Montag, 19. Dezember 2005

Der Beförderungsfall

Westbahnhof

Fünf Jahre blau-orange-schwarze Bundesregierung haben aus der ÖBB einen Sanierungsfall gemacht. Die Rechnung zahlen die "Beförderungsfälle".

In den Top-Etagen der ÖBB sitzen Menschen, die niemals die Bahn benutzt haben. Ihr einziger Bezug zur Bahn ist der Bezug als Aufsichtsrat. Und das richtige Parteibuch. Früher blau, jetzt orange. Die Fahrgäste wissen, was das bedeutet. Überfüllte Züge, gestresste ZugbegleiterInnen, keinen Speisewagen, Verspätungen und Frust. Und das täglich. Irgendwie bekommt man das Gefühl nicht los, als würde die ÖBB-Führung regelmäßige Seminare über "effektive Kundenvertreibung" anbieten. Hier stellvertretend drei Beispiele aus dem Bahnalltag:

IC 645: "Heeresgeschichtliches Museum"

Abfahrt 13:10 Uhr. Wer in Salzburg einsteigt hat - sofern er früh genug dort ist - gute Chancen auf einen Sitzplatz im etwas kurz geratenen IC 645. In Attnang Puchheim steigen schon verdächtig viele Fahrgäste zu. Der Zug ist, das wissen auch die Verantwortlichen, gut besucht. In Wels sind nur mehr wenige Sitzplätze zu ergattern. In Linz ist der Zug bereits voll. In St. Valentin müssen die ersten Fahrgäste bereits stehen. Wer in St. Pölten zusteigt ist selber schuld. Sitzplätze sind völlig weg. Stehplätze sind rar. Vor den Toiletten – so der Tipp leidgeprüfter Fahrgäste – hat man vielleicht noch eine Chance. Das Ritual wiederholt sich täglich. Niemand kommt auf die Idee den Zug zu verstärken, niemand kommt auf die Idee, einen zweiten Zug einzusetzen. Zugbegleiter - sie müssen den Frust der Fahrgäste ertragen – können nur auf "die da oben" verweisen.

"Das Rad fährt mit!"
RadfahrerInnen wissen. Fahrrad und Bahn ist in Österreich ein Widerspruch in sich. Eine der schönsten Radtouren führt von Mariazell über St. Aegyd über das Traisental nach St. Pölten. Für RadlerInnen ein Hochgenuss. Eine ideale zwei Tagestour. Freitag oder Samstag Nachmittag nach Mariazell. Am nächsten Morgen gemütlich auf dem Rad nach St. Pölten. Wenn sie es schaffen nach Mariazell zu kommen. Mit dem Rad. Das geht nur mit dem Auto. Die Mariazeller-Bahn hat nur zwei Züge, die das Fahrrad mitnimmt. Einen um 7:25 Uhr und einen um 8:23 Uhr von St. Pölten. Für WienerInnen ideal! Nachher nimmt keiner der Züge ein Fahrrad mit.

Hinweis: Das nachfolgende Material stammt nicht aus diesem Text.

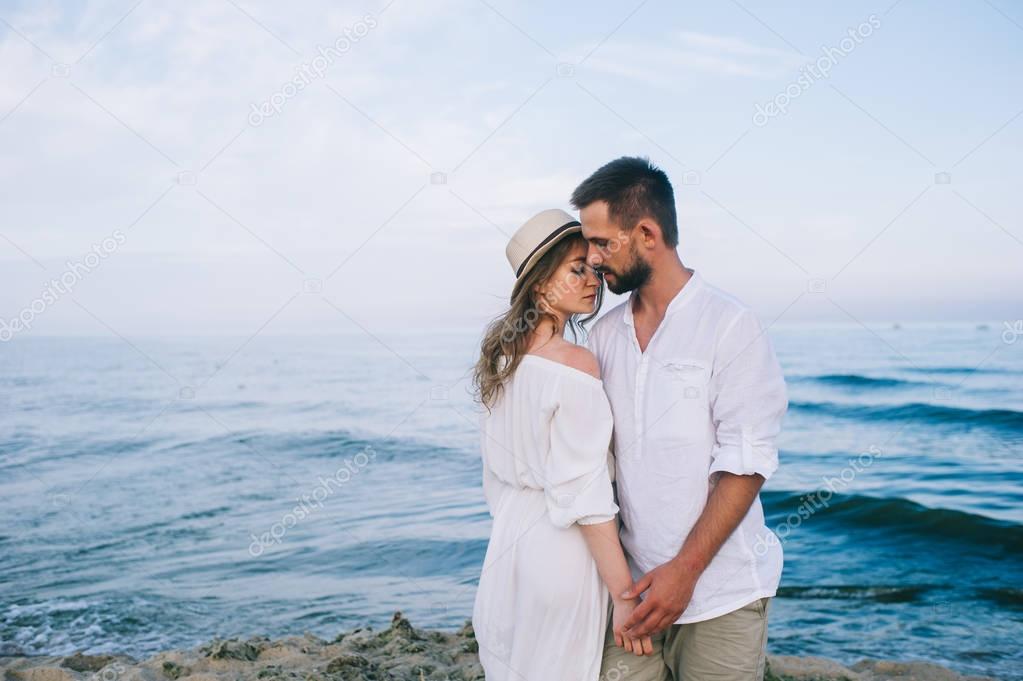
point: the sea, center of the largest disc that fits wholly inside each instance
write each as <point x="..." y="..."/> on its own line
<point x="159" y="492"/>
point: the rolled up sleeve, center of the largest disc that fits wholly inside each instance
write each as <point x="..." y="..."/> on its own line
<point x="748" y="400"/>
<point x="577" y="484"/>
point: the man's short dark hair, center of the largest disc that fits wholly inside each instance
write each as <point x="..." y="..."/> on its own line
<point x="634" y="188"/>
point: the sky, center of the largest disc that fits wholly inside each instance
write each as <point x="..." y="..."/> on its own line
<point x="235" y="166"/>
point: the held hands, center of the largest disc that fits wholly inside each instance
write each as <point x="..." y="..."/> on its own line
<point x="622" y="610"/>
<point x="669" y="589"/>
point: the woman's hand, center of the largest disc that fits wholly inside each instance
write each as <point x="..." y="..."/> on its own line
<point x="621" y="611"/>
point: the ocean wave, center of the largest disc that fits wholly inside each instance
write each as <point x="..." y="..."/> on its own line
<point x="858" y="380"/>
<point x="1002" y="419"/>
<point x="899" y="517"/>
<point x="880" y="594"/>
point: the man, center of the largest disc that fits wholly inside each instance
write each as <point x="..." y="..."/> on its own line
<point x="698" y="399"/>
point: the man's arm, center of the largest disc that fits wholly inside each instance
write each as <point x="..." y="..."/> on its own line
<point x="671" y="584"/>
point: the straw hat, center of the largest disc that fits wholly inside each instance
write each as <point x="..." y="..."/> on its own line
<point x="535" y="238"/>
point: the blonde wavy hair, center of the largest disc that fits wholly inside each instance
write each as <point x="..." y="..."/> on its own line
<point x="507" y="335"/>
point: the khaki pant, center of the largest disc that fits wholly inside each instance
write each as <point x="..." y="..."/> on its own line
<point x="729" y="647"/>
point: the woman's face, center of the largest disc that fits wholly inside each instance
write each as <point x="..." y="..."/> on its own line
<point x="572" y="288"/>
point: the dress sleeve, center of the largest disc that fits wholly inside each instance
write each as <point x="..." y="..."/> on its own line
<point x="748" y="401"/>
<point x="576" y="483"/>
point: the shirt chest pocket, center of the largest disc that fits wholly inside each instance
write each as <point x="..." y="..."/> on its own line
<point x="682" y="396"/>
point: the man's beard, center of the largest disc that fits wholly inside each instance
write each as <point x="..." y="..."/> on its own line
<point x="632" y="278"/>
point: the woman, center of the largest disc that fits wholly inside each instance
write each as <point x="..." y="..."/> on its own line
<point x="553" y="554"/>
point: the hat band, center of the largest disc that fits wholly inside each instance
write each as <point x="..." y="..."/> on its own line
<point x="550" y="237"/>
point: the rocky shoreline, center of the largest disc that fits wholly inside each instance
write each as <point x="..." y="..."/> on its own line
<point x="399" y="652"/>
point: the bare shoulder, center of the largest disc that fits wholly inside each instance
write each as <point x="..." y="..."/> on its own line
<point x="578" y="357"/>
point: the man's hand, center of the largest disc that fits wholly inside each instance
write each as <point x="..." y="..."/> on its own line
<point x="669" y="588"/>
<point x="621" y="611"/>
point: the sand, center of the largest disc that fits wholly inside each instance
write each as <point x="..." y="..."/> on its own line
<point x="399" y="652"/>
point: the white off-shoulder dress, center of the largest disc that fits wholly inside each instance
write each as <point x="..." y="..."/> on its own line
<point x="541" y="607"/>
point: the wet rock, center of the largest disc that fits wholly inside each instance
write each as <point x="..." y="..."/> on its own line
<point x="80" y="663"/>
<point x="231" y="649"/>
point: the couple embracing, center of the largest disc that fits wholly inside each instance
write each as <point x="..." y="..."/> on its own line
<point x="623" y="475"/>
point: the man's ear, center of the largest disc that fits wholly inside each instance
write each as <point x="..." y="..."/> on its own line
<point x="650" y="233"/>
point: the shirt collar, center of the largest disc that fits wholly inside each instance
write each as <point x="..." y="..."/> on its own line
<point x="683" y="296"/>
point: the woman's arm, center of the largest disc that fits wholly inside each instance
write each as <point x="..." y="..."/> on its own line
<point x="602" y="538"/>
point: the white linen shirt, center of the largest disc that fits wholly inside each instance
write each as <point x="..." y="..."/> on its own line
<point x="706" y="396"/>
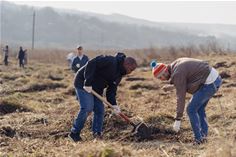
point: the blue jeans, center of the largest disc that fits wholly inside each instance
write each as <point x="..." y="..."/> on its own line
<point x="88" y="103"/>
<point x="197" y="105"/>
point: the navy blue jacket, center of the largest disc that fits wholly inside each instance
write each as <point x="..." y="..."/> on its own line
<point x="100" y="73"/>
<point x="81" y="62"/>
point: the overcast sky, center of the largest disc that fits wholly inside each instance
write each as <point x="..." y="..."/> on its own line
<point x="159" y="11"/>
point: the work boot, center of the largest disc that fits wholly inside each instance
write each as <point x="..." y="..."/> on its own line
<point x="74" y="137"/>
<point x="97" y="135"/>
<point x="202" y="141"/>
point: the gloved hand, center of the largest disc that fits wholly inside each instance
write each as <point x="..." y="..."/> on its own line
<point x="88" y="89"/>
<point x="176" y="126"/>
<point x="78" y="65"/>
<point x="116" y="109"/>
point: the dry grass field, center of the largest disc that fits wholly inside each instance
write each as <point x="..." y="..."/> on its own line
<point x="38" y="105"/>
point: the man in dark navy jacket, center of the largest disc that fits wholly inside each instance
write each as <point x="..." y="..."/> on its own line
<point x="80" y="60"/>
<point x="99" y="73"/>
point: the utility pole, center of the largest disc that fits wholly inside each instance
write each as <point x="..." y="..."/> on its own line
<point x="33" y="29"/>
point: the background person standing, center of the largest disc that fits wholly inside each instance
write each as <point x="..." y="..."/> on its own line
<point x="80" y="60"/>
<point x="5" y="55"/>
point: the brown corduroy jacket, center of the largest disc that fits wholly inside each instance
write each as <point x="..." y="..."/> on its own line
<point x="187" y="75"/>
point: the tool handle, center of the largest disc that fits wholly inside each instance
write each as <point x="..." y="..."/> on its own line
<point x="126" y="119"/>
<point x="101" y="98"/>
<point x="110" y="105"/>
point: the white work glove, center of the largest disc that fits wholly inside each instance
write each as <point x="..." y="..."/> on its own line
<point x="88" y="89"/>
<point x="176" y="126"/>
<point x="116" y="109"/>
<point x="78" y="65"/>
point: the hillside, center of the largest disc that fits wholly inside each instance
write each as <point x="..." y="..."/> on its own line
<point x="37" y="107"/>
<point x="66" y="28"/>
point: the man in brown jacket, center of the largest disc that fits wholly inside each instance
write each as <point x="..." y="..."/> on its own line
<point x="197" y="78"/>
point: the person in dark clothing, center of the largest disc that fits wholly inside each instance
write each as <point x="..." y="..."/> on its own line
<point x="99" y="73"/>
<point x="80" y="60"/>
<point x="5" y="55"/>
<point x="21" y="56"/>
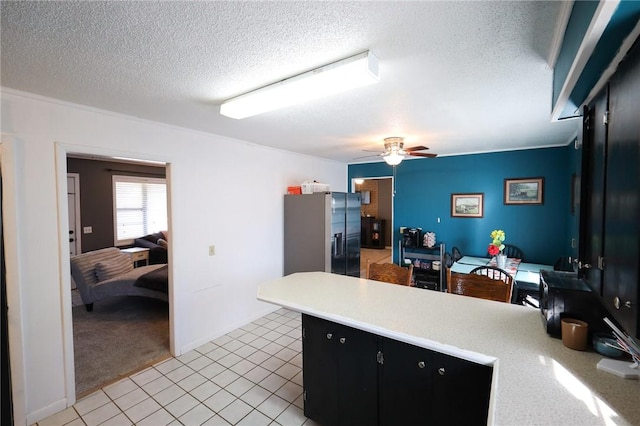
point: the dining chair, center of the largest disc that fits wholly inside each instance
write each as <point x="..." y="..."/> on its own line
<point x="479" y="286"/>
<point x="390" y="273"/>
<point x="455" y="254"/>
<point x="513" y="251"/>
<point x="448" y="260"/>
<point x="493" y="272"/>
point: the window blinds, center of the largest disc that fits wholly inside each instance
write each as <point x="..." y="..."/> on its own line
<point x="140" y="207"/>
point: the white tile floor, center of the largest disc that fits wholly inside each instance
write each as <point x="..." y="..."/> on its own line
<point x="250" y="376"/>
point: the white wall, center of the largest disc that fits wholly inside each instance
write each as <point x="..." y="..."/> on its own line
<point x="224" y="192"/>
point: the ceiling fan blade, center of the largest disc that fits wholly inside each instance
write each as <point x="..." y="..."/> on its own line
<point x="421" y="154"/>
<point x="416" y="148"/>
<point x="366" y="156"/>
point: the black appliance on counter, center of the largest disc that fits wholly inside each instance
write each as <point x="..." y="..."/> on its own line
<point x="411" y="237"/>
<point x="564" y="295"/>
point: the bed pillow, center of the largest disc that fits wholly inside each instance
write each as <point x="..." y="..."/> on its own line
<point x="113" y="268"/>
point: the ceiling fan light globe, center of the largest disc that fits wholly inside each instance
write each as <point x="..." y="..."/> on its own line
<point x="393" y="159"/>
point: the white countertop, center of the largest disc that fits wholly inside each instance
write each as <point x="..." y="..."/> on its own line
<point x="537" y="381"/>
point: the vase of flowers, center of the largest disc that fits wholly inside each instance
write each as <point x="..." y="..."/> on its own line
<point x="496" y="246"/>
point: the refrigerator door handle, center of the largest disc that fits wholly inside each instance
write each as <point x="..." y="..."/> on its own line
<point x="338" y="244"/>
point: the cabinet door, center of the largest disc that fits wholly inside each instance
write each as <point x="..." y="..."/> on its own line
<point x="339" y="373"/>
<point x="461" y="391"/>
<point x="592" y="192"/>
<point x="406" y="384"/>
<point x="357" y="377"/>
<point x="622" y="227"/>
<point x="320" y="376"/>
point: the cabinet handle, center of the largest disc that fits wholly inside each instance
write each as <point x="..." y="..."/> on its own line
<point x="617" y="303"/>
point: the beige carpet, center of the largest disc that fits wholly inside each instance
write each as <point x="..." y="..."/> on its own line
<point x="373" y="256"/>
<point x="122" y="335"/>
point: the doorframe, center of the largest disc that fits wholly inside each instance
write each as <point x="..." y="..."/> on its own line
<point x="393" y="197"/>
<point x="9" y="152"/>
<point x="62" y="151"/>
<point x="76" y="189"/>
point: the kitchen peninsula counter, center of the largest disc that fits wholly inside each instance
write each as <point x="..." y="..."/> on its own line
<point x="536" y="380"/>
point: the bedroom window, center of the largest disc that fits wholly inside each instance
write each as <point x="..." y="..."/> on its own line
<point x="140" y="207"/>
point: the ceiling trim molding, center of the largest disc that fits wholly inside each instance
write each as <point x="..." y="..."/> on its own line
<point x="598" y="25"/>
<point x="613" y="66"/>
<point x="559" y="32"/>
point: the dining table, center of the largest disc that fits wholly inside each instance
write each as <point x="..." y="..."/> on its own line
<point x="526" y="276"/>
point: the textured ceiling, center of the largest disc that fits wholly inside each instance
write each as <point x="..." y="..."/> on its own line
<point x="459" y="77"/>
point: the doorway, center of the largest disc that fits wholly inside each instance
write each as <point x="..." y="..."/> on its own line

"Strafzuschlag" statt Speisewagen

Drei Euro "Strafzuschlag" muss jeder bezahlen, der sich erlaubt, im Zug ein Ticket zu kaufen. Die Bahn hat noch immer nicht begriffen, dass "Beförderungsfälle" auch Kunden sind. Könnt ja jeder kommen. Der Personalabbau geht weiter. Ab 2006 werden Züge mit noch weniger Zugbegleiter ausgestattet. Fahrgäste werden so genannte "Selbstkontrollerwagen" vorfinden. Wer ohne Fahrschein einsteigt wird kräftig zur Kassa gebeten: künftig wird jeder "Beförderungsfall" 60 Euro (!) Strafe zum Ticket zahlen. Das Kundenvertreibungsseminar hat ganze Arbeit geleistet.

Westbahnhof1


Blau-Orange Bahn

Ex FPÖ Minister Dieter Böhmdorfer hat gleich drei (!) Aufsichtsratsmandate: ÖBB Holding, Infrastruktur Bau AG und Infrastruktur Betrieb AG. Der Jung Freiheitliche Martin Mödritscher, Mitarbeiter im Kabinett Gorbach, sitzt sowohl in der Infrastruktur Bau AG und in der Infrastruktur Betriebs AG. Gorbach-Sekretär Martin Santer ist zweiter Geschäftsführer der Schienengesellschaft. Der FPÖ-Spitzenpolitiker Gilbert Trattner ist Finanzvorstand der ÖBB-Infrastruktur Bau AG. Ex FPÖ Vizeklubdirektor Georg Fürnkranz ist Geschäftsführer der Schienen-Control GmbH. Die glücklose FPÖ Ex-Ministerin Monika Forstinger wurde mit dem Verkauf von ÖBB-Immobilien beauftragt.